Updated: February 27, 2020 12:01 PM
Created: February 26, 2020 08:41 PM
ALBUQUERQUE. N.M. – If you’ve ever been to Albuquerque’s Biopark zoo or the aquarium, you may have caught a ride on one of the passenger trains that shuttle families around.
A review of internal city government records reveals some of those trains have had problems – from derailments to injuries and even a lawsuit.
Sources who work inside the Biopark told the 4 Investigates team that the trains are known to derail quite often – sometimes once or twice a week.
A review of five years’ worth of maintenance records at Albuquerque City Hall revealed several mentions of derailments. However, it took months to dig up records that actually tracked train-related injuries – and it turns out, there are some.
According to security logs, in May of 2018, former train conductor James Lakatos was entering the zoo when “they had a problem with the train.”
Records show the rear driver side wheel broke off, causing the engine to bottom out and the train to de-rail. Lakatos says he was thrown from the conductor’s chair and was taken to a local urgent care after reporting back pain.
Lakatos later filed a lawsuit against the City of Albuquerque, claiming the city had a “history of ignoring train maintenance and a culture of ‘do nothing until it breaks.’”
The 4 Investigates team took those concerns to Hakim Bellamy, deputy director of Albuquerque’s Cultural Service Department which oversees the Biopark.
“The train is very safe because the train is very slow – it tops out in the park at like two miles an hour,” said Bellamy.
In addition to daily upkeep, the trains themselves are certified and inspected once a year as required by state law. Bellamy says injuries are rare.

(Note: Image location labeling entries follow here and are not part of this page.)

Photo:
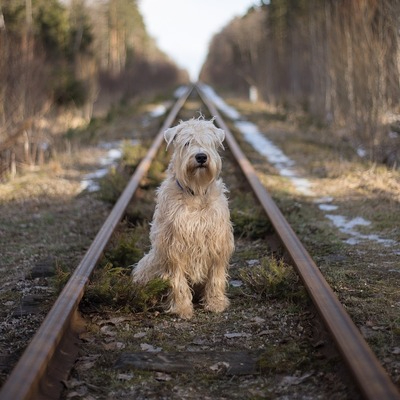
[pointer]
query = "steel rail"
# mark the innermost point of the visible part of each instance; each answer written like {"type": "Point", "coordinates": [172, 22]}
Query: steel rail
{"type": "Point", "coordinates": [24, 381]}
{"type": "Point", "coordinates": [373, 381]}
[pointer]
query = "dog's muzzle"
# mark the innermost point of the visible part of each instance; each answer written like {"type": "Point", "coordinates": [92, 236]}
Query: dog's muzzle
{"type": "Point", "coordinates": [201, 158]}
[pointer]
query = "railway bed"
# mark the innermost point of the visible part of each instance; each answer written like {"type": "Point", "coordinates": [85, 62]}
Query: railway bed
{"type": "Point", "coordinates": [264, 346]}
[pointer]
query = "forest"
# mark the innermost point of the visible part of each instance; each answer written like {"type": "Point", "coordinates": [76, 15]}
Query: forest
{"type": "Point", "coordinates": [78, 56]}
{"type": "Point", "coordinates": [336, 60]}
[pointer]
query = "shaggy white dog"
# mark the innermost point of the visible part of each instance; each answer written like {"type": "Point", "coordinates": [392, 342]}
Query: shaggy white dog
{"type": "Point", "coordinates": [191, 233]}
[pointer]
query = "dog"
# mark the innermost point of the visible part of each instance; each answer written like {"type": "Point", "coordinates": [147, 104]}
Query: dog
{"type": "Point", "coordinates": [191, 233]}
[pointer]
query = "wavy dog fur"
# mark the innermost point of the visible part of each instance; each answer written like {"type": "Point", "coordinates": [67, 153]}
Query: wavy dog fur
{"type": "Point", "coordinates": [191, 233]}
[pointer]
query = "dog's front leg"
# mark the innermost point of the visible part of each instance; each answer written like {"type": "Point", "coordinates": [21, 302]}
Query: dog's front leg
{"type": "Point", "coordinates": [214, 298]}
{"type": "Point", "coordinates": [180, 297]}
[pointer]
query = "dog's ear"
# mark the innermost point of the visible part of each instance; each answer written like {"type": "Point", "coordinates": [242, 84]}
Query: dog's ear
{"type": "Point", "coordinates": [220, 135]}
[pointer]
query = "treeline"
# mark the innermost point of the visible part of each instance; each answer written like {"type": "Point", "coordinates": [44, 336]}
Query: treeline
{"type": "Point", "coordinates": [338, 60]}
{"type": "Point", "coordinates": [57, 54]}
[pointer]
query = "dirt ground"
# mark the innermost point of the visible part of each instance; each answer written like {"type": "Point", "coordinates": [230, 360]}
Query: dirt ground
{"type": "Point", "coordinates": [46, 219]}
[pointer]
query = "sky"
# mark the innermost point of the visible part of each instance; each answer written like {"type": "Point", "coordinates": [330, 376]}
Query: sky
{"type": "Point", "coordinates": [184, 28]}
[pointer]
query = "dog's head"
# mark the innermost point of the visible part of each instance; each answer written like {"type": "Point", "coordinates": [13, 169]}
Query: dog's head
{"type": "Point", "coordinates": [195, 161]}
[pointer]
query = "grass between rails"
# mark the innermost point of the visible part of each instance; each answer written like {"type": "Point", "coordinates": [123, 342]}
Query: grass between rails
{"type": "Point", "coordinates": [270, 316]}
{"type": "Point", "coordinates": [366, 276]}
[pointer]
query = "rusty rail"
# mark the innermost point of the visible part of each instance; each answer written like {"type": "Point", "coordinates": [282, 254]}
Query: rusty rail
{"type": "Point", "coordinates": [370, 376]}
{"type": "Point", "coordinates": [24, 381]}
{"type": "Point", "coordinates": [26, 378]}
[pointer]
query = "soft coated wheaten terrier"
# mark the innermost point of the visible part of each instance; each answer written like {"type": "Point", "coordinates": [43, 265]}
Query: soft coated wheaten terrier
{"type": "Point", "coordinates": [191, 233]}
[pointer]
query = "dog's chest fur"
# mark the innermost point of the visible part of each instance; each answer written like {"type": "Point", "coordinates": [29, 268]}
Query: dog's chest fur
{"type": "Point", "coordinates": [200, 226]}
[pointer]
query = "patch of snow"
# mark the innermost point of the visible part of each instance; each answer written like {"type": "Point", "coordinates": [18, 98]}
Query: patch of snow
{"type": "Point", "coordinates": [327, 207]}
{"type": "Point", "coordinates": [179, 92]}
{"type": "Point", "coordinates": [158, 111]}
{"type": "Point", "coordinates": [229, 111]}
{"type": "Point", "coordinates": [274, 155]}
{"type": "Point", "coordinates": [361, 152]}
{"type": "Point", "coordinates": [347, 226]}
{"type": "Point", "coordinates": [114, 153]}
{"type": "Point", "coordinates": [285, 166]}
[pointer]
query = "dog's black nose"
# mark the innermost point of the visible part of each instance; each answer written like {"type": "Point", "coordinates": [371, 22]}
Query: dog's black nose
{"type": "Point", "coordinates": [201, 158]}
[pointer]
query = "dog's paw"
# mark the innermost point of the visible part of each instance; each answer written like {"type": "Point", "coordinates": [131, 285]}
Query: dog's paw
{"type": "Point", "coordinates": [182, 312]}
{"type": "Point", "coordinates": [216, 304]}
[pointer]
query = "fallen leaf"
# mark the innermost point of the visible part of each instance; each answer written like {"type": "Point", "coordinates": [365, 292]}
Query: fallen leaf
{"type": "Point", "coordinates": [125, 377]}
{"type": "Point", "coordinates": [113, 346]}
{"type": "Point", "coordinates": [221, 366]}
{"type": "Point", "coordinates": [162, 377]}
{"type": "Point", "coordinates": [139, 335]}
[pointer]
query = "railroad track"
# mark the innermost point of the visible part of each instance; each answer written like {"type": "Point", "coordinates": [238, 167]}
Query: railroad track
{"type": "Point", "coordinates": [31, 377]}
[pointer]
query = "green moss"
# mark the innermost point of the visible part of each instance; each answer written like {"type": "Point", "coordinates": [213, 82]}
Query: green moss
{"type": "Point", "coordinates": [112, 288]}
{"type": "Point", "coordinates": [271, 279]}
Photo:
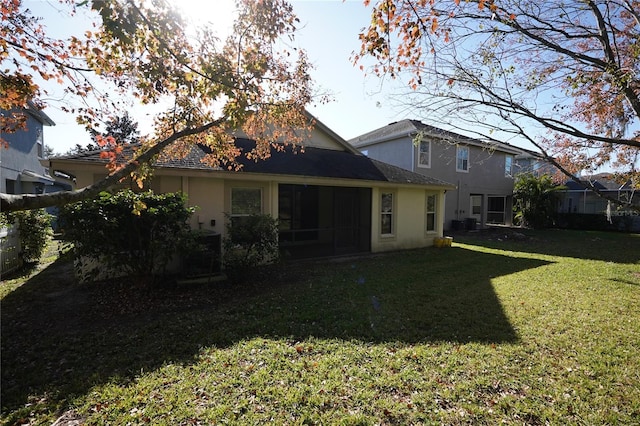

Bellamy: “The folks who have been here longer than me don’t have any recollection of anything.”
4 Investigator Nathan O’Neal: They don’t have any recollection of anybody getting injured?
Bellamy: “No, other than the one you already know about – but none in addition to that.”
However, the 4 Investigates team managed to dig up evidence of at least one other train related injured which happened months before the conductor’s incident. According to a security injury report from April 2018, a 9-year-old boy was riding the train to the aquarium with his mom when the train de-railed. The train came to an immediate stop and caused the boy to hit his head on the side of the train car. He was treated on site.
4 Investigator Nathan O’Neal: As far as oversight, if it’s not rising to the level of hospitalization… is there really no intent to keep track of it?
Bellamy: There is intent. You found it. You found the security report.
4 Investigator Nathan O’Neal: Right, but as far was from an oversight level? Is anybody going back and looking at that and seeing how often…?
Bellamy: It hasn’t risen to the level of alarm where we thought that this is something that is not just something that occasionally happens when you run a train. Things happen when you’re running a train. So it hasn’t gotten to the level where like the train is dangerous, if that’s what you’re insinuating… no.”
As for the lawsuit filed against the City of Albuquerque, city officials confirm the lawsuit was recently settled. Former conductor James Lakatos received a $38,000 payout; however, the city will not admit to any sort of negligence as part of the settlement agreement.
In regard to the future of the attractions, Bellamy says the trains are not going anywhere. However, there are plans to upgrade the trains – including replacing at least one with an electric train which, city officials claim, would enhance the experience and overall safety of the ride.